Yali's ears pricked up. She almost smiled. "Not recently…, but we do need you. You can protect us."
"Protect you? From what?" Another thought struck him: he had indeed not seen any lions, but what if there were lions here? Not many, just a few lionesses and cubs, including young Yali. Perhaps they had had a male that had died, killed by some deadly adversary who had left the lionesses too terrified to show themselves. Perhaps they were in hiding, somewhere away from the world. Nengwalamwe's mind raced as he tried to think of all the places where lions might hide. Hide? We don't hide from anything… but lionesses like high rocky places with cracks where they can hide their newborns. It has to be close to water, it has to be safe...

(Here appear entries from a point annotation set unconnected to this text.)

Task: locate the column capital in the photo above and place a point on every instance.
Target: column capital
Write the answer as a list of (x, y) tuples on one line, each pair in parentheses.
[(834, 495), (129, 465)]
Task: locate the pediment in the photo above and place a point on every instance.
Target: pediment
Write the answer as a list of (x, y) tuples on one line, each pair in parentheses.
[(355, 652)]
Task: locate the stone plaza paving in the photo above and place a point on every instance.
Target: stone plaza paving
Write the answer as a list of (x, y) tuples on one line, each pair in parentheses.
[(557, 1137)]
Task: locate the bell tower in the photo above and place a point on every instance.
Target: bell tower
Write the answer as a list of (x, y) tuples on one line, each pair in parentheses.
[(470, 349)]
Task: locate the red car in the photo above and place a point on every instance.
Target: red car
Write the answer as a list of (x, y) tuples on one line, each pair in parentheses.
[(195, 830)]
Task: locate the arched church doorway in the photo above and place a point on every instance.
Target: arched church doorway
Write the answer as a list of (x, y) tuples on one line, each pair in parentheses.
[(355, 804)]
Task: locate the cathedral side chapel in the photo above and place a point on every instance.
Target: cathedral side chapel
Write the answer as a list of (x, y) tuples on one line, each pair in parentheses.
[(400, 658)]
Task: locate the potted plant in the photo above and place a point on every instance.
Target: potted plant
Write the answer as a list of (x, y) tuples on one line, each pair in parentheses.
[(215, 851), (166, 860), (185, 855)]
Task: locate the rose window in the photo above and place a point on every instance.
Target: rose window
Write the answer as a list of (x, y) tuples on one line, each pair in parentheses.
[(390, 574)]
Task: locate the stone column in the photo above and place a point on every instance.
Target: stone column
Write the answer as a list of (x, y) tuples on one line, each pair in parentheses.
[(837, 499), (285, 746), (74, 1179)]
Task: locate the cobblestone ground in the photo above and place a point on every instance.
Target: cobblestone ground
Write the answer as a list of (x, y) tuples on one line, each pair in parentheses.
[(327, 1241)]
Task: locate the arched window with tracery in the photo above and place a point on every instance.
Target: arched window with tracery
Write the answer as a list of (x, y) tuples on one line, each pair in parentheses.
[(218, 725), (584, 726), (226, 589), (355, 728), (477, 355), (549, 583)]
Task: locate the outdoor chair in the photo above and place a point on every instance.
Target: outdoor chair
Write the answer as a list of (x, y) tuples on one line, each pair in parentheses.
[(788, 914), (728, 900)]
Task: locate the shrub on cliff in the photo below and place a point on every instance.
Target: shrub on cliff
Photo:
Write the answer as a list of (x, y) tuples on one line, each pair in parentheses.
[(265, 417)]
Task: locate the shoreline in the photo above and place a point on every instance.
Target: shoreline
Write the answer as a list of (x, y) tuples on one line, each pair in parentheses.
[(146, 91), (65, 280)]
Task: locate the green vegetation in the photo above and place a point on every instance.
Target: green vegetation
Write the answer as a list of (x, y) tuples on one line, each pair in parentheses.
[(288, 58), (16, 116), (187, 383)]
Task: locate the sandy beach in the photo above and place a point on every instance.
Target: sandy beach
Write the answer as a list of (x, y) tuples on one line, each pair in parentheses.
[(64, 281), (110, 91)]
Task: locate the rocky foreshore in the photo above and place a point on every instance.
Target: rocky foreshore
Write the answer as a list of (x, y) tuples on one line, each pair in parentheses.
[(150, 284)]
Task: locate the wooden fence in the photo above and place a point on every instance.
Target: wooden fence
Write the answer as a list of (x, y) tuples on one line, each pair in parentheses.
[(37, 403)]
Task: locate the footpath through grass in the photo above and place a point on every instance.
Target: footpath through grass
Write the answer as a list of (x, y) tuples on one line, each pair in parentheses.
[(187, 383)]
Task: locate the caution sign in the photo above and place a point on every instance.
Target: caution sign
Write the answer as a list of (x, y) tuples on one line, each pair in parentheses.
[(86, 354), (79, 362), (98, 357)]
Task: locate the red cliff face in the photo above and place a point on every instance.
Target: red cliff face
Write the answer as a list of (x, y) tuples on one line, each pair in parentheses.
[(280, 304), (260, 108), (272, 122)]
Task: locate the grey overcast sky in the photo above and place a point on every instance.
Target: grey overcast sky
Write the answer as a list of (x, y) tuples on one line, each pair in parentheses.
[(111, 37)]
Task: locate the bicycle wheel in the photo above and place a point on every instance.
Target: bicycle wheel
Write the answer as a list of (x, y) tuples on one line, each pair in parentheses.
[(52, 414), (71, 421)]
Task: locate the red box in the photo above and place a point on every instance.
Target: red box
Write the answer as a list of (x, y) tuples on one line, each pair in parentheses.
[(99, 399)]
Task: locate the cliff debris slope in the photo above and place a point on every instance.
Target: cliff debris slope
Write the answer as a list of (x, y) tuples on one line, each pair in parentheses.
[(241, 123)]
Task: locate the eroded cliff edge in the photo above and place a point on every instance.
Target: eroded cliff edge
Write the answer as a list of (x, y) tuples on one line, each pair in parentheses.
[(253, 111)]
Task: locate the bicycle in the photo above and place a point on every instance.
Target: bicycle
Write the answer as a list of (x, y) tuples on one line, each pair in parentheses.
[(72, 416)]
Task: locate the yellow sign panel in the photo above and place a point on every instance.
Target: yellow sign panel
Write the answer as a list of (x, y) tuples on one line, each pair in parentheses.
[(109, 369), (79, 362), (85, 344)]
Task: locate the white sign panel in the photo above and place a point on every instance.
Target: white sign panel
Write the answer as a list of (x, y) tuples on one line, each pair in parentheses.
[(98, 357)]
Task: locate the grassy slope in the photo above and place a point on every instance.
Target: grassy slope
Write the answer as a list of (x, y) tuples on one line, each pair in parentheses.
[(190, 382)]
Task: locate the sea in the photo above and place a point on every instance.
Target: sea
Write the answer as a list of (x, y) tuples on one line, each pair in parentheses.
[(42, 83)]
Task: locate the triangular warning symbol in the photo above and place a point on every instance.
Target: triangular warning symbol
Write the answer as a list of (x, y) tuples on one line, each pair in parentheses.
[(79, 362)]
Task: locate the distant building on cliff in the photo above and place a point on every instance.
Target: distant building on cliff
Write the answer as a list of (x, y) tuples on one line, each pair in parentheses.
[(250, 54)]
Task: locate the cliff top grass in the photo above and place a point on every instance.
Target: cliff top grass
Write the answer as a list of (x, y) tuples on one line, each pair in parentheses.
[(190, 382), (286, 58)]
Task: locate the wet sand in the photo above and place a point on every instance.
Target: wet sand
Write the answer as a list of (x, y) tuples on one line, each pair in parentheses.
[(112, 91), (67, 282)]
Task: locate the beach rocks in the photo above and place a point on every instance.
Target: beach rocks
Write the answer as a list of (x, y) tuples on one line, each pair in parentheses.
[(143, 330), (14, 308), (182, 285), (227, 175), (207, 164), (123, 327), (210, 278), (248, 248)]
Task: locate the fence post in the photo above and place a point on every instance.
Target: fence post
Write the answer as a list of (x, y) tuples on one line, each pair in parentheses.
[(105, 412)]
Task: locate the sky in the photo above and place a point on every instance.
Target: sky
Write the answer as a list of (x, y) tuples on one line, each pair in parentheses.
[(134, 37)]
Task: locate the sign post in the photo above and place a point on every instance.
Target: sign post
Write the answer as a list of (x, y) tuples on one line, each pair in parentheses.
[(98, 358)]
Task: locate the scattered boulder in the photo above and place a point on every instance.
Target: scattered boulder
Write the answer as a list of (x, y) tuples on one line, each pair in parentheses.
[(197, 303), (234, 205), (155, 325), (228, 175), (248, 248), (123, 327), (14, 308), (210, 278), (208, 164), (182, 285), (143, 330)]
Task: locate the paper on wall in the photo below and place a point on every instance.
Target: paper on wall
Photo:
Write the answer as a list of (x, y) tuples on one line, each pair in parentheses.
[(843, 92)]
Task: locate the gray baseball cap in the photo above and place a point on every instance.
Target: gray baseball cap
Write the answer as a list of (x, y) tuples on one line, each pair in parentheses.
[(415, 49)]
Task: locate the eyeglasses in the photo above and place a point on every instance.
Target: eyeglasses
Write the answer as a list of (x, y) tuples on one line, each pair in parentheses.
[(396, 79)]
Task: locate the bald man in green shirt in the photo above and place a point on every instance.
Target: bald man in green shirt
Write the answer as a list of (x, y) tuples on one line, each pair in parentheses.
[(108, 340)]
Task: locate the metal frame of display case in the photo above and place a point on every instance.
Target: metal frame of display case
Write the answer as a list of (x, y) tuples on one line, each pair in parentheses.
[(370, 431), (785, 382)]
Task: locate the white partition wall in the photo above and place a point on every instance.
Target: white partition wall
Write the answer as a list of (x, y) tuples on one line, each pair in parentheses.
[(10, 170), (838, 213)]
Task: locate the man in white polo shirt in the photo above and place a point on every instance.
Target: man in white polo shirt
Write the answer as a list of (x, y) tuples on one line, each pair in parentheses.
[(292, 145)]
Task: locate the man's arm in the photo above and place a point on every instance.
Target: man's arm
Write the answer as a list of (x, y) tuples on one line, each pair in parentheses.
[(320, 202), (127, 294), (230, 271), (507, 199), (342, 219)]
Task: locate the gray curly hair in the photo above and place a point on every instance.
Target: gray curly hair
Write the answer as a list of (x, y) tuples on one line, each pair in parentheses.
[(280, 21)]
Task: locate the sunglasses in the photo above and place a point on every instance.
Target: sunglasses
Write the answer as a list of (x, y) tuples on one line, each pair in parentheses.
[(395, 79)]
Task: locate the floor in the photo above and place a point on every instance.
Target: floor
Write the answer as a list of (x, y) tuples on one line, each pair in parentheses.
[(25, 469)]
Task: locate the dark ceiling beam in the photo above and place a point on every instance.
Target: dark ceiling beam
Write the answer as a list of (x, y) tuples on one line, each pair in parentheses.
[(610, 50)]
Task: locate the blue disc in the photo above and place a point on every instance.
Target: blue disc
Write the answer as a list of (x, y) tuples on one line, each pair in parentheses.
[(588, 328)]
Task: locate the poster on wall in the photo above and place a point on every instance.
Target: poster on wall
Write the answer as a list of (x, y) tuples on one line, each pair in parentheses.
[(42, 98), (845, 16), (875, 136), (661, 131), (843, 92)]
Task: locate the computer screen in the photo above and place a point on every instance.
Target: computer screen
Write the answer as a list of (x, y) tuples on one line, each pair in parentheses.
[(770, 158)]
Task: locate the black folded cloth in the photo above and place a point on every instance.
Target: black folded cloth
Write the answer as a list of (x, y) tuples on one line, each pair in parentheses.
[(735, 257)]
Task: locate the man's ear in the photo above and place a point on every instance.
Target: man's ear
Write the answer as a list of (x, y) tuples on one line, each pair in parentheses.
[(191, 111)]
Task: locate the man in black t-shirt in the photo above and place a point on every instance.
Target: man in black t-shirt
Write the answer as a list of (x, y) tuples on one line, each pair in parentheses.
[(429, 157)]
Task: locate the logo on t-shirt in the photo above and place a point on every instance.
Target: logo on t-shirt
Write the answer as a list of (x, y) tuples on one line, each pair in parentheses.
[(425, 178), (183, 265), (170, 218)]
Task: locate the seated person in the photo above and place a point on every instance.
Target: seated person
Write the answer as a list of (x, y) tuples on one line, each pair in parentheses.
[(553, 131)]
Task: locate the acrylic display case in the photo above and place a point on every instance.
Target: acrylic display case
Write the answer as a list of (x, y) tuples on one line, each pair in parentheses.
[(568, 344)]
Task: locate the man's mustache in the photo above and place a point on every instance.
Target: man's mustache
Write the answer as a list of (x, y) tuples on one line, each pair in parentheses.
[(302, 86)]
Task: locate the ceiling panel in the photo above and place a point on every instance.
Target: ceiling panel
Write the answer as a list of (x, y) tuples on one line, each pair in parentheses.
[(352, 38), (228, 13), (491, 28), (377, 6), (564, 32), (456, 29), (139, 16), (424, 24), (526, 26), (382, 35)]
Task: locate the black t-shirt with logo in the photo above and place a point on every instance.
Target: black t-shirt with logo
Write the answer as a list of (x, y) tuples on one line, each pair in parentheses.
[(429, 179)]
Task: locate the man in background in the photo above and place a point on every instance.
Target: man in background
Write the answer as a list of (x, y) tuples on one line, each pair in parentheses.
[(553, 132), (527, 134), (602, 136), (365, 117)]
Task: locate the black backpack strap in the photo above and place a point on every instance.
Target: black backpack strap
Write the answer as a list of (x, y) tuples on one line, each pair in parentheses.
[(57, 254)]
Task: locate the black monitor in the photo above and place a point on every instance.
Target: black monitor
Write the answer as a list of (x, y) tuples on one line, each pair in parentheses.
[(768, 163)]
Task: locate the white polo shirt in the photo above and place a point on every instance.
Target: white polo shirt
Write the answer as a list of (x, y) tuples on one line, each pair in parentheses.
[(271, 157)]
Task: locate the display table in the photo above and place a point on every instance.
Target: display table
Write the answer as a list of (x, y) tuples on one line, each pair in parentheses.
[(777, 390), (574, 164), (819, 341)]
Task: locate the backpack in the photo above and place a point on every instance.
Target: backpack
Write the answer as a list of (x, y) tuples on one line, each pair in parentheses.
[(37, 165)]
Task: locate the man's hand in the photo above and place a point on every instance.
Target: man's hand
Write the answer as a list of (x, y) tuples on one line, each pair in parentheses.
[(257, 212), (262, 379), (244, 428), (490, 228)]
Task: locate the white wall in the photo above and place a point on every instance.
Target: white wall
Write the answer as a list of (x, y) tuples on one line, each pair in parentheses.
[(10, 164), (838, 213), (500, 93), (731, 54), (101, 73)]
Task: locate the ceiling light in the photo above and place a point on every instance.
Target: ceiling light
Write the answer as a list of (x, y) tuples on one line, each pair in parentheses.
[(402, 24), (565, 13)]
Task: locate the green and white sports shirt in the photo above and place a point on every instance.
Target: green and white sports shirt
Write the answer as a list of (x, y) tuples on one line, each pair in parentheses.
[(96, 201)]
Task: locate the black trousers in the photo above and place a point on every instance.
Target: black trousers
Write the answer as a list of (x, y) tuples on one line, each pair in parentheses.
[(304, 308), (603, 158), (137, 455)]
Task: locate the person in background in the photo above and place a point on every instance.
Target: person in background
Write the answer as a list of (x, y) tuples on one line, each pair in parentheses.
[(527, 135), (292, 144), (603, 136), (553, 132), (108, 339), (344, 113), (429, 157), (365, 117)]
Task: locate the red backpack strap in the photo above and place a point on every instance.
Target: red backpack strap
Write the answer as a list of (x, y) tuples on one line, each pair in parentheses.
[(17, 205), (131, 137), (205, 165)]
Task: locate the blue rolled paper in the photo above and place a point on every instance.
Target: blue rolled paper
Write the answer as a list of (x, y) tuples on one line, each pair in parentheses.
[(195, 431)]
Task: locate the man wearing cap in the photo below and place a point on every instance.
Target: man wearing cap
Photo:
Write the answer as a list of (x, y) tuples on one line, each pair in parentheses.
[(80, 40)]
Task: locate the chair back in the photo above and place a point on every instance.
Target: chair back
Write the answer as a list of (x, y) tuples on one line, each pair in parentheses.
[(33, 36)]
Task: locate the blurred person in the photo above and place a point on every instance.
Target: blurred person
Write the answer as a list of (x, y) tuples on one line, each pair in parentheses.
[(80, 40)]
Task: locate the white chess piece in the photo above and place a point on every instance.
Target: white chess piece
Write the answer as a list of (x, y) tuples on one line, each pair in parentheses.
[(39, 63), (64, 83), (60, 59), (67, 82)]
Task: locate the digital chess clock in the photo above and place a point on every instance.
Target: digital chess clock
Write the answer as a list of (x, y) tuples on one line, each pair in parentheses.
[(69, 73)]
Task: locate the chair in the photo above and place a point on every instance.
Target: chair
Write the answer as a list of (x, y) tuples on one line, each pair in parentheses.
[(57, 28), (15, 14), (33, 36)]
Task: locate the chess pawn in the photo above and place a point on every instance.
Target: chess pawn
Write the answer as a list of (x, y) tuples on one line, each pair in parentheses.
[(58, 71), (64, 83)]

"Please Nengwe. Don't leave us now. Please." As Yali stopped speaking her ears turned to pick up some unexpected ripple in the blanket of background sounds. Nengwalamwe heard nothing except the slight scrunch of her pawfall amongst the grass. She suddenly looked away.
"HEY! My name's Nengwalamwe, son of…!" But she was gone, running off down the eastern side of the ridge. What's she up to now? She looks as though she was being called by her mother! He wondered if he should follow her, or if she meant for him to stay where he was. Perhaps she would return later with her mother. He stood still and watched her run off, her form soon merging into the grass. She appeared to be heading for the massive rocks just to the north of the waterhole. Rocks? Waterhole? He considered for a moment. That's it. That's where they are: there on the rocks. That's where she lives!
He began to walk up the rise towards the rocks, but soon broke into a gently flowing lope. He could not merge his form into the grass like the cub; he was much too large for that. He followed her trail. It soon became indistinct and he found himself running over knee-high grass. Even though her track had faded, her route was distinct. It ran directly to the foot of a massive outcrop of towering rock: the very rock on the plain that Nengwalamwe had seen that first dawn, high up in the mountains.